I'm reading Jeevanjee's "An Introduction to Tensors and Group Theory for Physicists" and have come across the following definition of a $(r,s)$ tensor: a map $T:V\times\ldots\times V$ ($r$ times) $\times V^* \times\ldots\times V^*$ ($s$ times) $\to \mathbb{C}$ that is linear in each argument. I can understand that dual vectors are $(1,0)$ tensors, but
vectors can be viewed as $(0,1)$ tensors as follows: $$v(f) \equiv f(v)$$where $v \in V$ and $f \in V^*$.
What's the intuition or reasoning behind this roundabout definition? Why forcibly define a vector as a tensor? I guess I'm confused because I'm very much used to the idea of a dual vector as something that eats a vector and outputs a scalar. What's the need to turn it around and define a vector as something that eats a dual vector? Does this have anything to do with the equivalence between a vector and its double dual counterpart, and we're just implicitly assuming the element from $V^{**}$ that corresponds to $v$ as $v$ itself?
You are right in your suspicion that this works only for finite-dimensional $V$, where the natural map $V \rightarrow V^{**}$ is an isomorphism. In general, this map is injective, but $V^{**}$ is much bigger.
Concerning the profit of this definition, have a look at the construction of rational numbers $\mathbb Q$ from integers $\mathbb Z$ - we then say that an integer is now a rational number of the form ${n\over 1}$, that is, integers get naturally embedded into rationals, which is extremely useful.
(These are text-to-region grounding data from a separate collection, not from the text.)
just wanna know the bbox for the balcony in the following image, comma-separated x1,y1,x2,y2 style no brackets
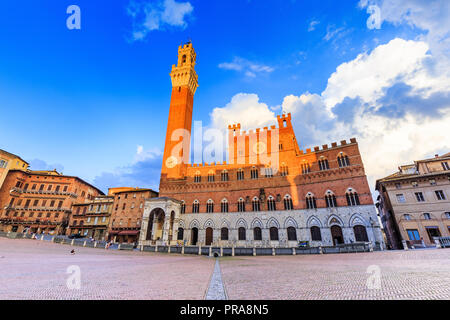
11,187,77,198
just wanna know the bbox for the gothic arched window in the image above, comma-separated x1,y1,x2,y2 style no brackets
346,189,360,206
250,167,258,179
237,198,245,212
237,168,244,180
337,153,350,167
284,195,293,210
318,157,330,171
267,196,276,211
221,199,228,213
238,227,246,241
287,227,297,241
306,193,317,209
252,197,261,212
192,200,200,213
310,226,322,241
206,199,214,213
325,191,337,208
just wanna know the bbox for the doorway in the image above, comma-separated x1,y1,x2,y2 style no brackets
331,225,344,245
191,227,198,245
205,227,213,246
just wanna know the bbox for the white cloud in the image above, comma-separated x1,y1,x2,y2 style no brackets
322,39,438,109
308,20,320,32
134,145,162,162
209,38,450,197
323,25,346,41
210,93,276,132
218,57,274,78
127,0,193,41
359,0,450,72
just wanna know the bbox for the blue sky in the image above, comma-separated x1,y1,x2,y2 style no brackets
1,0,449,193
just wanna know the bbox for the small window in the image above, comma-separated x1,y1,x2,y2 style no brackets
407,229,420,241
396,194,406,203
423,213,431,220
429,179,436,185
412,181,418,188
404,214,411,220
435,190,446,200
415,192,425,202
442,162,450,171
395,183,401,189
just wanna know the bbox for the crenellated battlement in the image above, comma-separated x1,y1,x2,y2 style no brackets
298,137,358,155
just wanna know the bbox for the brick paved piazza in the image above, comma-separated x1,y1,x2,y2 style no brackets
1,238,449,300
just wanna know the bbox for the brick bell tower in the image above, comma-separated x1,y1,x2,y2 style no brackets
161,42,198,180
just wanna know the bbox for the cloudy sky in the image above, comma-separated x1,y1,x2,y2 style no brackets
0,0,449,195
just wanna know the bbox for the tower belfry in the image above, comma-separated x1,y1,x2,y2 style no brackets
161,42,198,180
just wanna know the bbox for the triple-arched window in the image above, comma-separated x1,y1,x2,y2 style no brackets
252,197,261,212
280,163,289,176
325,191,337,208
306,193,317,209
208,171,215,182
237,198,245,212
194,171,201,183
301,162,311,174
267,196,276,211
221,170,229,181
284,195,293,210
346,188,360,206
180,201,186,214
250,167,258,179
318,157,330,170
221,199,228,213
264,167,274,178
192,200,200,213
206,199,214,213
337,153,350,167
237,168,244,180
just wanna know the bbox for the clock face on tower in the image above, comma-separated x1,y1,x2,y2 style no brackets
165,156,178,169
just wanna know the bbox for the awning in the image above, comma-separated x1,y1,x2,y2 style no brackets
108,231,120,235
118,230,140,236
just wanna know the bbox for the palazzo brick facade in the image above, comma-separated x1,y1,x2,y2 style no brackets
0,169,103,235
139,42,385,249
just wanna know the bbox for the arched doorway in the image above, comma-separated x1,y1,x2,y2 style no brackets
146,208,164,240
191,227,198,245
168,211,175,240
331,225,344,245
353,225,369,242
177,227,184,241
205,227,213,246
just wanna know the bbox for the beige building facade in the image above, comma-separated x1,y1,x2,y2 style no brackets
0,149,29,190
376,153,450,249
67,195,114,240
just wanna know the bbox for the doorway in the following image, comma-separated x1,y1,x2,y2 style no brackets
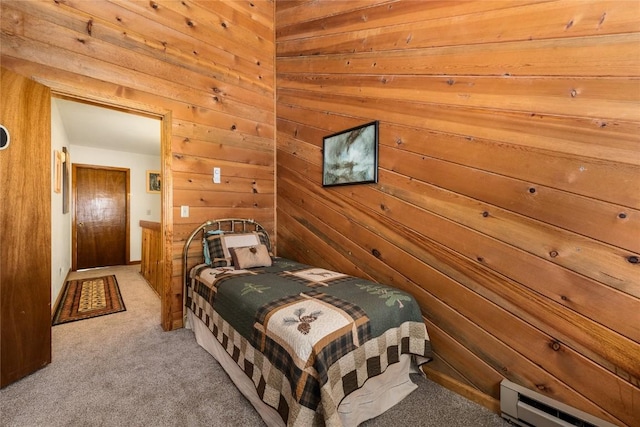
51,95,173,329
72,164,130,270
53,97,161,274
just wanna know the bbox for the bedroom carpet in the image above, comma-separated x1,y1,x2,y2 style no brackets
52,275,126,326
0,265,511,427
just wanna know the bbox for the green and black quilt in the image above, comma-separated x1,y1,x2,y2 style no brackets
187,257,431,426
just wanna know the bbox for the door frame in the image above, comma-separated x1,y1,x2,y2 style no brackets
71,164,131,271
51,91,174,331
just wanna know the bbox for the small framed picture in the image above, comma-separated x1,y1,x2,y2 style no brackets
146,170,161,193
322,121,379,187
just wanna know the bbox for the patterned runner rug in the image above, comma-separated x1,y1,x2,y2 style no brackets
52,275,126,326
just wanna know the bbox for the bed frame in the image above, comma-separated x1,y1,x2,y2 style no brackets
181,218,271,290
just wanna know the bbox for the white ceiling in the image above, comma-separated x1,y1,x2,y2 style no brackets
53,98,161,156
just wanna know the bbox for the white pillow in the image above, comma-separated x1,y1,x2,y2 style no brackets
222,233,261,259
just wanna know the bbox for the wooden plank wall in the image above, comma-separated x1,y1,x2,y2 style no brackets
275,1,640,425
0,0,275,330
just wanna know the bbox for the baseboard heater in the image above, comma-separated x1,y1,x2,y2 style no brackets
500,379,617,427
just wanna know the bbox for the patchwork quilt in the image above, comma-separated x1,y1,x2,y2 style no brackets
187,258,431,426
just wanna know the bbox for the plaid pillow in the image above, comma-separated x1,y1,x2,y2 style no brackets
256,230,272,254
203,231,230,267
204,231,272,266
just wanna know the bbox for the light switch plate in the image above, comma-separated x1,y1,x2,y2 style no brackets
213,167,221,184
180,205,189,218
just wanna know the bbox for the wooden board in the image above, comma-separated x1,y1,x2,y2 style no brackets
0,67,52,388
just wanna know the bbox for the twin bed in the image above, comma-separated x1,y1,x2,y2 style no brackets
182,218,432,426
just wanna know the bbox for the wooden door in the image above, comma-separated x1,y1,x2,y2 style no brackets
0,68,52,388
73,165,129,270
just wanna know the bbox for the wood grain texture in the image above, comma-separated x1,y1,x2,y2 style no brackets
0,0,275,331
73,165,129,270
2,0,638,423
0,67,52,387
275,1,640,425
140,221,162,296
277,1,640,55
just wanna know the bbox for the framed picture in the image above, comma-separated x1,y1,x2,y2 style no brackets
322,120,379,187
146,170,161,193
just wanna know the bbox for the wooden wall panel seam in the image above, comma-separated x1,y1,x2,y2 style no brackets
276,73,640,122
277,2,640,56
276,33,640,78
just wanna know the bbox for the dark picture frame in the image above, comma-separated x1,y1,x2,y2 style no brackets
322,120,379,187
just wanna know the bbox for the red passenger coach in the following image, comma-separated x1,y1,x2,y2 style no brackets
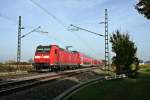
34,45,102,71
78,53,93,66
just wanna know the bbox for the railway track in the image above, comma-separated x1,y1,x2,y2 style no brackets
0,67,100,97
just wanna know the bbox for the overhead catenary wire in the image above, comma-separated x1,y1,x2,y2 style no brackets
39,31,72,49
67,25,99,57
21,26,41,38
0,1,103,59
29,0,66,27
69,24,104,58
66,29,101,58
70,31,99,57
0,0,104,62
28,0,76,48
36,27,94,56
70,24,104,37
28,0,102,59
0,13,17,25
0,2,96,59
0,13,39,30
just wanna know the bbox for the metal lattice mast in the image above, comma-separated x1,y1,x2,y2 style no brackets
104,9,110,71
16,16,47,64
69,9,110,72
17,16,22,63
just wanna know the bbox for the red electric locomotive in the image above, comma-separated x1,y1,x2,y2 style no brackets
34,44,102,71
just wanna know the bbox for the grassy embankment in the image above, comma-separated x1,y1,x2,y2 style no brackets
70,65,150,100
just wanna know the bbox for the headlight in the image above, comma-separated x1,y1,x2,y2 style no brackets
35,56,41,59
43,56,49,58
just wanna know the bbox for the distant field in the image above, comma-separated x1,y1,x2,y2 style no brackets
140,64,150,67
0,64,33,72
70,65,150,100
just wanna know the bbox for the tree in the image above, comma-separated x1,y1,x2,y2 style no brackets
135,0,150,19
110,30,139,76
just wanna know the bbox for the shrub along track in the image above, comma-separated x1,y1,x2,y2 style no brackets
0,66,101,98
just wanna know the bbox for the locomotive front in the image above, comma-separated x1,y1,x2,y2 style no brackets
34,45,51,70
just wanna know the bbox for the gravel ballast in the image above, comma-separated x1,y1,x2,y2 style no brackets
1,69,105,100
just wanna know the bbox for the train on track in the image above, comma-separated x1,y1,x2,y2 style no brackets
33,45,103,71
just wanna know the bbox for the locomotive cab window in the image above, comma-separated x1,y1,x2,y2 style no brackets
36,46,50,53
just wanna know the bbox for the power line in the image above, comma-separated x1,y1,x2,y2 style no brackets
17,16,48,63
68,25,100,57
68,24,104,57
70,24,104,37
68,8,111,71
71,31,99,56
69,24,105,57
29,0,102,59
29,0,66,27
0,13,37,29
0,13,17,24
21,26,41,38
69,24,105,56
38,29,94,56
38,31,70,47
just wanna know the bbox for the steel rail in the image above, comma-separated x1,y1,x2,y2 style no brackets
0,66,100,96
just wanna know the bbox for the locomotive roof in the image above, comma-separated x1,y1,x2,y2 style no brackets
36,45,101,61
37,45,51,47
37,45,79,53
59,47,79,53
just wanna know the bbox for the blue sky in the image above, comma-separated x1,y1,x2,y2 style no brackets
0,0,150,62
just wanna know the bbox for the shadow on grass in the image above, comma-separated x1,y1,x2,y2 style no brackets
69,72,150,100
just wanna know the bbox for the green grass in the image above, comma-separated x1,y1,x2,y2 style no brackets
70,66,150,100
140,65,150,73
145,69,150,72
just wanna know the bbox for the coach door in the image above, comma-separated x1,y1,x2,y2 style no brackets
54,49,59,64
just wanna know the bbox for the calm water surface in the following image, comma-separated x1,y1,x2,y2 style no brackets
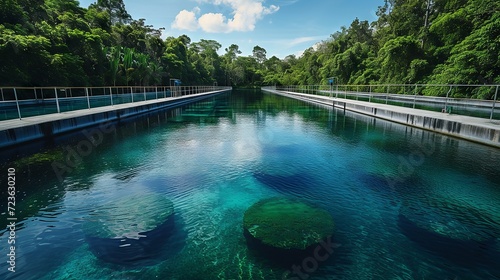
0,90,499,280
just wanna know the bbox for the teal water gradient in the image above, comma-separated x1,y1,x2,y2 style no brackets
0,90,499,279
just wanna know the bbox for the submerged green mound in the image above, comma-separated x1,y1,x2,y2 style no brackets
83,193,174,239
398,200,495,243
14,149,65,167
243,197,334,250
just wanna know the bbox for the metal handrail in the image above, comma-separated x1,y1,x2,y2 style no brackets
0,85,231,121
265,84,500,120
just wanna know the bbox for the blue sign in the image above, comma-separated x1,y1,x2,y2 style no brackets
174,80,181,86
328,79,334,85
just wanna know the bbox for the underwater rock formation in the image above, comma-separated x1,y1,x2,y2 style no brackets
398,200,499,266
243,197,334,251
83,193,175,265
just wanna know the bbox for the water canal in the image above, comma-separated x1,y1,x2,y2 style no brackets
1,89,499,279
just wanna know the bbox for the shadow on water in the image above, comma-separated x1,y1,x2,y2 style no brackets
0,224,85,280
253,171,316,197
86,213,186,267
243,228,341,270
397,201,500,268
356,172,428,201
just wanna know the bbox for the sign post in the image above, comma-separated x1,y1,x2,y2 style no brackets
328,77,335,98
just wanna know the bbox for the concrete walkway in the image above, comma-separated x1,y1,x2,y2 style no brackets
0,89,230,148
263,89,500,148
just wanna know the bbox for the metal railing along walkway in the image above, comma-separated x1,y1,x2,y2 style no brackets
266,84,500,120
0,86,231,121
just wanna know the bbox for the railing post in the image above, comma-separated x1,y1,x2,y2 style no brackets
156,87,158,99
54,87,60,113
336,84,338,98
369,85,372,102
413,85,418,109
444,85,452,113
386,85,389,104
14,88,22,119
109,87,113,106
130,87,133,102
34,88,37,100
490,85,499,120
1,88,4,101
85,88,91,109
143,87,146,101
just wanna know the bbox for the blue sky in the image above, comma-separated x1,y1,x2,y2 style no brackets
78,0,382,58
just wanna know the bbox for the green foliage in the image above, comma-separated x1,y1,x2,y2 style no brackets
426,11,500,98
252,45,267,65
96,0,130,25
0,0,26,26
378,36,423,83
0,26,52,85
0,0,498,94
257,0,498,98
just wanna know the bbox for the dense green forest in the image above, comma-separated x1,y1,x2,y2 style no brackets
0,0,499,98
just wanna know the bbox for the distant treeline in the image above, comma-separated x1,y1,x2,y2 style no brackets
0,0,498,98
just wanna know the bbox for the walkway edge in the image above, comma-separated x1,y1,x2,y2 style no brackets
0,90,230,148
263,89,500,149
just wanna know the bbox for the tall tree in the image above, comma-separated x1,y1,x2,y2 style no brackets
252,45,267,65
96,0,130,25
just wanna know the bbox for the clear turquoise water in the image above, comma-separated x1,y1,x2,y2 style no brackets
1,90,500,279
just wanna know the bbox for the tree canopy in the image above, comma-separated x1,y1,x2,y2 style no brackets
0,0,498,98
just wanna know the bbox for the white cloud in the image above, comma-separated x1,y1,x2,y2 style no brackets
312,42,322,51
198,13,229,33
275,0,299,6
172,0,280,33
171,9,199,31
294,50,305,57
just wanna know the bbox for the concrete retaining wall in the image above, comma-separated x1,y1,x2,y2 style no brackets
0,90,229,148
264,89,500,148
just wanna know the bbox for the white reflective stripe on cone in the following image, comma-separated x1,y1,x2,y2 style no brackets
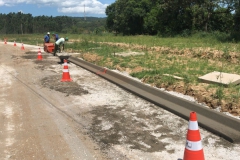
63,69,69,72
185,140,202,151
38,53,41,55
188,121,198,130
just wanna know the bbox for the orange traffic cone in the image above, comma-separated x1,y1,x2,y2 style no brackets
183,112,205,160
14,41,17,46
61,59,72,82
63,59,68,69
4,39,7,44
21,43,25,50
37,48,43,60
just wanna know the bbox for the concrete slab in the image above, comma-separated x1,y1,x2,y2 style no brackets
198,71,240,85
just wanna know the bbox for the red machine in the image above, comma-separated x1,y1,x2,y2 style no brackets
44,43,55,53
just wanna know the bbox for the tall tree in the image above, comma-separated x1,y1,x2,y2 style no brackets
106,0,237,35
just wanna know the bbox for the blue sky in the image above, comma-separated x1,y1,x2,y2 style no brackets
0,0,116,17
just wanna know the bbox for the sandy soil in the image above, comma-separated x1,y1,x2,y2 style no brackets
0,42,240,160
0,44,106,160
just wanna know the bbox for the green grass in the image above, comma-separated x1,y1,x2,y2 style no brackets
2,32,239,52
2,32,240,104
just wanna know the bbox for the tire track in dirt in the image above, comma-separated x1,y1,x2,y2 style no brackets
0,65,17,159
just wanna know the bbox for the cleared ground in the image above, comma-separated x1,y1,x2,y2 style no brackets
0,42,240,160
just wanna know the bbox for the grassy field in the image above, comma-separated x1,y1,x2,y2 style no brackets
2,32,240,50
2,32,240,114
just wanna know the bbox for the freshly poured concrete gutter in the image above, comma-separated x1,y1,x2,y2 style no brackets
68,57,240,143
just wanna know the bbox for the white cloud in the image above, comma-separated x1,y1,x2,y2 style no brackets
58,0,109,15
0,0,112,15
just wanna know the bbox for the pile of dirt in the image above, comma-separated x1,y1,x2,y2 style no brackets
152,82,240,116
82,53,103,63
99,42,240,64
41,75,89,96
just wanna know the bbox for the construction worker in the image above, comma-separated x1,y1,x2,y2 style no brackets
44,32,50,43
52,33,59,42
53,37,69,56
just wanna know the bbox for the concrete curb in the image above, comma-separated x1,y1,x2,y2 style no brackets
69,57,240,143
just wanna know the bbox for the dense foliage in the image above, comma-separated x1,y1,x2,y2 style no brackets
106,0,240,37
0,12,106,34
2,0,240,38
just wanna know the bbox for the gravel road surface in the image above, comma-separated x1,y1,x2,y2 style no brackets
0,42,240,160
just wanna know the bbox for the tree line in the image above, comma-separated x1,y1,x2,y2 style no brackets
2,1,240,39
0,12,106,34
105,0,240,38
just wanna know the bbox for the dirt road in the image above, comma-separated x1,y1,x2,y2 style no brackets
0,44,106,159
0,42,240,160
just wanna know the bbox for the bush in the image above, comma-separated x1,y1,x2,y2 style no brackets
181,29,191,37
230,31,240,42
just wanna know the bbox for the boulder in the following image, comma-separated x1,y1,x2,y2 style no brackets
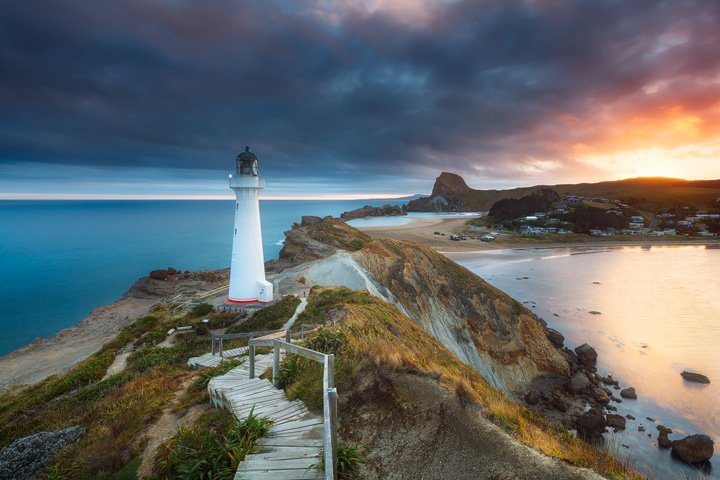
600,374,619,387
591,387,610,405
620,387,637,399
606,414,627,430
681,371,710,384
658,432,672,449
576,408,606,438
574,343,598,369
149,267,178,280
566,373,590,394
626,414,635,420
546,328,565,348
671,434,714,464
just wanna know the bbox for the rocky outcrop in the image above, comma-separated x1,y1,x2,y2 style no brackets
340,204,406,221
148,267,179,280
606,414,626,430
681,371,710,384
0,426,85,480
406,172,474,212
267,216,372,271
546,328,565,348
671,434,714,464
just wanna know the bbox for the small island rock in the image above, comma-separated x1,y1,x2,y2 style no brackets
620,387,637,399
681,371,710,384
671,434,714,464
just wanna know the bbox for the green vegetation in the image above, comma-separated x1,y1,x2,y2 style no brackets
561,205,629,233
190,303,214,317
488,189,560,221
282,286,644,480
314,444,366,480
226,295,301,334
192,358,245,392
153,408,270,479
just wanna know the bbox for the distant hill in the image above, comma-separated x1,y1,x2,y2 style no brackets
405,172,720,211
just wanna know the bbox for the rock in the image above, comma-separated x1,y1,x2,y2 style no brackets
671,434,714,464
340,204,406,221
149,267,179,280
657,425,673,434
300,215,323,226
546,328,565,348
681,371,710,384
551,394,568,412
574,343,598,370
591,386,610,405
606,414,626,430
620,387,637,399
646,417,656,423
638,425,646,432
566,373,590,394
658,432,672,449
655,424,672,447
626,414,636,420
600,374,619,387
606,404,617,412
0,426,85,480
525,390,543,405
609,394,622,403
576,408,607,438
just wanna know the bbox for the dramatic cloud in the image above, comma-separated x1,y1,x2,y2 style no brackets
1,0,719,196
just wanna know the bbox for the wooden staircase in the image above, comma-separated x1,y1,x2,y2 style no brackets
208,354,324,479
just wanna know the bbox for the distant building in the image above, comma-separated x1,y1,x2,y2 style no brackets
630,215,645,223
591,197,609,203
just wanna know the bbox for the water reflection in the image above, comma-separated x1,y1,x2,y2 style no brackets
456,246,720,480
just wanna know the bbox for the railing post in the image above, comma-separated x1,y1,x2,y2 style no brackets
248,345,255,379
327,354,335,390
273,341,280,388
285,329,291,342
329,388,338,480
219,338,223,358
211,337,215,356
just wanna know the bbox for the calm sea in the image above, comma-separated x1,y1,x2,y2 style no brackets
0,199,407,356
457,246,720,480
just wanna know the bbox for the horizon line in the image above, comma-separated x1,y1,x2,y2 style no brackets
0,193,416,201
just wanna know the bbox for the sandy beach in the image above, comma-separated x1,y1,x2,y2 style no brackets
359,216,720,253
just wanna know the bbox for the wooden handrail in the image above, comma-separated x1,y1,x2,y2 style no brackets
268,340,338,480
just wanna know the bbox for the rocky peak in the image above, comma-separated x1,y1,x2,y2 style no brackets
431,172,472,197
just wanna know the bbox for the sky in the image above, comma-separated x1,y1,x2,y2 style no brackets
1,0,719,199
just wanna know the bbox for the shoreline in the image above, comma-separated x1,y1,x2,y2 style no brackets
357,216,720,253
0,270,226,393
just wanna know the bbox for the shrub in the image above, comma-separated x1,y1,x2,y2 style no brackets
190,303,214,317
154,408,270,479
315,444,366,480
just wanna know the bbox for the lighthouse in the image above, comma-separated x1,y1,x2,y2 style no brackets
227,146,273,304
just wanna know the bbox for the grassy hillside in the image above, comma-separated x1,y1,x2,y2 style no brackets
281,286,643,479
408,173,720,211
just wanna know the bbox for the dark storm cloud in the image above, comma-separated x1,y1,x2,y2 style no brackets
1,0,719,186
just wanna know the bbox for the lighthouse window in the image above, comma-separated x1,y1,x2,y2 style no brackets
234,228,237,235
236,203,238,210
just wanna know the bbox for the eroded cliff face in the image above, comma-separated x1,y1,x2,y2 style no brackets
352,239,569,393
280,216,569,395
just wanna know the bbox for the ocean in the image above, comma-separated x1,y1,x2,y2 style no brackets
0,199,407,356
457,246,720,480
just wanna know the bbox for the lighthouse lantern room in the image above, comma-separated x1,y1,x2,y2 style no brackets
227,146,273,304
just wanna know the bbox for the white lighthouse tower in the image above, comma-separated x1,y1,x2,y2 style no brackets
227,146,273,304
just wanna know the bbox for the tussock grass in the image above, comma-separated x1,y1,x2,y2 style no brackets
152,408,270,479
282,286,645,480
191,358,245,392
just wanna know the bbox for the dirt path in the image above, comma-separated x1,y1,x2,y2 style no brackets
135,376,210,478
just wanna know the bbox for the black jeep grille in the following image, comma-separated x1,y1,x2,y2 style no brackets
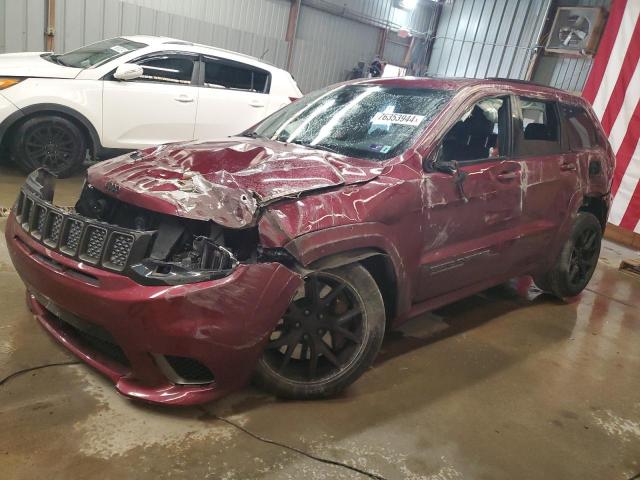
107,233,135,268
44,212,63,247
14,190,153,274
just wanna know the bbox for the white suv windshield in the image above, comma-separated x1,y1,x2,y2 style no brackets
49,38,147,68
251,84,452,160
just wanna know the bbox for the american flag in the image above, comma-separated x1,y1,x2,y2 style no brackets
583,0,640,233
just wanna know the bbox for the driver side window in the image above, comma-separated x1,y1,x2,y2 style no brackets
441,97,509,162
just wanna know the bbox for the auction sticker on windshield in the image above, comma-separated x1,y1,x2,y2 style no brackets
371,112,425,126
110,45,130,54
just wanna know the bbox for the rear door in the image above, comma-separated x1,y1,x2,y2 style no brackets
193,56,273,140
510,96,581,273
102,52,199,149
417,95,524,301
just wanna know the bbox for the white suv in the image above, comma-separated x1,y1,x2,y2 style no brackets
0,36,302,177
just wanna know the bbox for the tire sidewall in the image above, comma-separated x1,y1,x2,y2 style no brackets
255,263,386,399
551,212,602,298
11,115,86,178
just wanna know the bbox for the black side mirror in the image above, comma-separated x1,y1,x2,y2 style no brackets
434,160,459,176
427,155,469,203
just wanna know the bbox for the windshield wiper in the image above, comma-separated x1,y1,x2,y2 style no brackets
290,140,342,155
240,131,267,139
45,54,69,67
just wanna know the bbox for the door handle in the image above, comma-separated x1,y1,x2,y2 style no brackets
174,94,194,103
496,170,519,181
249,100,265,108
560,162,577,171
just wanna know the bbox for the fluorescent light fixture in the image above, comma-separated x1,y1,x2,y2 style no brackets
399,0,418,10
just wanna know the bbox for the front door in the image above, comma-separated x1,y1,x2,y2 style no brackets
102,53,199,149
416,96,524,302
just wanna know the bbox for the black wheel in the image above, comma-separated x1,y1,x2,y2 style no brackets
534,212,602,298
11,115,86,178
255,263,385,399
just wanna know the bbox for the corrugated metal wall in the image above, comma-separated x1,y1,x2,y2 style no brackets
1,0,47,53
427,0,551,79
54,0,291,70
308,0,433,32
291,5,380,92
0,0,433,93
532,0,611,92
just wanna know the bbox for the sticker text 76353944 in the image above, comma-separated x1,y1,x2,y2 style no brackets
371,112,425,127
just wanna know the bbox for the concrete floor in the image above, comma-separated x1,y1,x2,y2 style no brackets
1,165,639,480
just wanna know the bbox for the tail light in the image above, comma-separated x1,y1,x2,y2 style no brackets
288,97,300,103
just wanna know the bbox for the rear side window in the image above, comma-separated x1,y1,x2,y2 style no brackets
136,55,195,85
204,57,270,93
561,104,597,150
515,97,561,156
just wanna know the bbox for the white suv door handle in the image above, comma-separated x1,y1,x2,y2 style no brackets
249,100,265,108
174,94,194,103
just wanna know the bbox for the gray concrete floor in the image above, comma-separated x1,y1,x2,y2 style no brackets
1,165,639,480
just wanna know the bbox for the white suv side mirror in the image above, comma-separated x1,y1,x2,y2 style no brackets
114,63,144,81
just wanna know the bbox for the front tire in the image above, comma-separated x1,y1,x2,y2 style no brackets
11,115,87,178
255,263,385,400
534,212,602,298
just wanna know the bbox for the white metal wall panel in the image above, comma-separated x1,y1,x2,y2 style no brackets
1,0,47,53
427,0,550,80
0,0,5,53
50,0,290,70
313,0,433,32
291,5,379,93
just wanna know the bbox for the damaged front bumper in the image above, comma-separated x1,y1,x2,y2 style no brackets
5,174,302,405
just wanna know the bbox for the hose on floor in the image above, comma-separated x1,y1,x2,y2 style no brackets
198,406,388,480
0,361,81,387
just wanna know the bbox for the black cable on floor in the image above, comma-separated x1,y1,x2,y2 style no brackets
198,406,387,480
0,361,81,387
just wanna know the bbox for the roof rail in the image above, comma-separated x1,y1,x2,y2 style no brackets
485,77,557,89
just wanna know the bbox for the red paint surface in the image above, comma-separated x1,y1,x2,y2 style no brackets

The same happens here: we define tensors in terms of vectors and linear forms (dual vectors), but then it happens that both vectors and forms are instances of tensors. Thus, you can talk about tensors in general, and this will apply to vectors, too (e.g. define tensor fields, Lie or covariant derivatives, etc).
To be honest, I consider this definition of tensors (as multilinear maps) somewhat...outdated. A slightly more modern approach talks about tensor products of vector spaces $V \otimes U$, and then a tensor over a vector space $V$ of covariant degree $n$ and contravariant degree $m$ is simply an element of $V \otimes \dots \otimes V \otimes V^* \otimes \dots \otimes V^*$ (where $V$ appears $m$ times and $V^*$ appears $n$ times). Thus, if $n=0$ and $m=1$, we get simply $V$ - the original space of vectors.